Tuesday, 30 December 2003

Explanation, not prediction

Dan Drezner, subbing for Andrew Sullivan, discusses problems with forecasting models and the media members who latch onto them. One notable oversight in forecasting: virtually all of the existing models predict the nationwide vote, rather than the outcomes of state elections to the electoral college—a particularly problematic consideration when dealing with close elections, like that in 2000. The ones that do make state-level predictions are rather dated.
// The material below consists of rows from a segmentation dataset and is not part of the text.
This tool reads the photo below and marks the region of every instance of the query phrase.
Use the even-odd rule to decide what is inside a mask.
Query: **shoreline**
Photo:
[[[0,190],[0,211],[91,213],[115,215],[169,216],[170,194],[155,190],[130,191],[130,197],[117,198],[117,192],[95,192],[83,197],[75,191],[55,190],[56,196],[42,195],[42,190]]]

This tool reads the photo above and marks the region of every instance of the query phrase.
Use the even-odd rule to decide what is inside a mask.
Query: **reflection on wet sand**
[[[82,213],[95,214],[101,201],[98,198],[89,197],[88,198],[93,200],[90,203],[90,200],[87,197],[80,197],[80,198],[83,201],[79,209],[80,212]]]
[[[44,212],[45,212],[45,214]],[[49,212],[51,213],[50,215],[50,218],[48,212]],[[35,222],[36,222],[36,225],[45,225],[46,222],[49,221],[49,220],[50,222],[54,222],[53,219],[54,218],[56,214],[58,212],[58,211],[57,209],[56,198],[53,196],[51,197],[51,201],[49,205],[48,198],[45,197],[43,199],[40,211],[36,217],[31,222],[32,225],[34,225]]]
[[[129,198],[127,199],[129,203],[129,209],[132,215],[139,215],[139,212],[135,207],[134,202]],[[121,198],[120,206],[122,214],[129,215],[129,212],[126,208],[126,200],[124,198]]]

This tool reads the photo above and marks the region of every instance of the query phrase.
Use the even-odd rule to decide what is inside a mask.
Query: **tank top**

More to the point, as Matt Yglesias points out, aggregate-level models are often inherently problematic. The problem that Yglesias calls “specification searching”—or what I’d call atheoretical modelling, with a healthy dose of stepwise regression to boot—is endemic to the whole class of forecasting models, because fundamentally they are inductive exercises, focused on finding the best combination of variables to predict the observed outcome. Most good social science (or science in general, for that matter), by contrast, is deductive: establish a truly explanatory theory, develop specific hypotheses, and operationalize and test them.

That isn’t to say, however, that unemployment doesn’t belong in the model at all; it may, for example, be the best available indicator of a theoretical construct like “voters’ perceptions of the national economy.” But as someone whose research interests are more centered on individual-level explanations of behavior, rather than attempting to explain aggregate outcomes, I sometimes wonder if aggregate-level models trade too much scientific value for their parsimony.

See also James Joyner, who points out that small sample sizes aren’t necessarily problematic when the universe is also small. However, in a small sample the good social scientist will be particularly attentive to the potential issue of outliers—atypical observations that can lead one to make conclusions that aren’t justified on the basis of the data as a whole.

Friday, 30 April 2004


David Adesnik has an odd standard for courage among political scientists:

It takes guts for a political scientist to actually predict something. That’s because all that political scientists really have are their reputations, and they can’t afford to put those on the line. So here’s a shout out to Larry Sabato, who isn’t afraid to put his money where his mouth is.

Other than referring David to my post on explanation and prediction, I’d only warn readers that what really takes guts is to get between Larry Sabato and a camera.

Thursday, 26 August 2004

Explanation, prediction, and the Fair model

There’s been some discussion of late of Ray Fair’s model, and particularly its prediction that George Bush will walk away with 57.5% of the two-party vote in November. Bill Hobbs and Don Sensing find this to be interesting—and, at some level, I suppose it is. But I have to mention a couple of caveats:

  1. I seriously doubt either major-party candidate will get 57.5% of the two-party vote. A few numbers for comparison: Ronald Reagan’s landslide in 1984 against Walter Mondale netted 59.2% of the two-party vote, while Bill Clinton’s pounding of Bob Dole got 54.7% of the two-party vote. I’d frankly be surprised if Fair’s forecast is even correct within his stated margin of error (±2.4%). To be gracious to Fair on this point, he does candidly acknowledge that there could be specification issues that would inflate the forecast.
  2. I think forecasting models do a poor job of explaining the causal mechanisms that take place. The national economy doesn’t vote—rather, about a hundred million Americans do, and the effects of the national economy on individuals are for the most part weak (but, admittedly, can be quite strong for voters in particular industries and regions).

Of course, a third caveat is that forecasting the national vote-share is (in my opinion) a misspecification of the institutional conditions under which the election takes place; there are 51 elections (in the 50 states and District of Columbia) that allocate representation in the electoral college, and I generally think that understanding those 51 elections is much more important than forecasting the headline figure, which only has a tenuous relationship with the substantively meaningful outcome (who wins the election).

Also (potentially) of interest: back in my slightly-more-prolific days, I posted a brief exposition of my distaste for (and disinterest in) election forecasting models.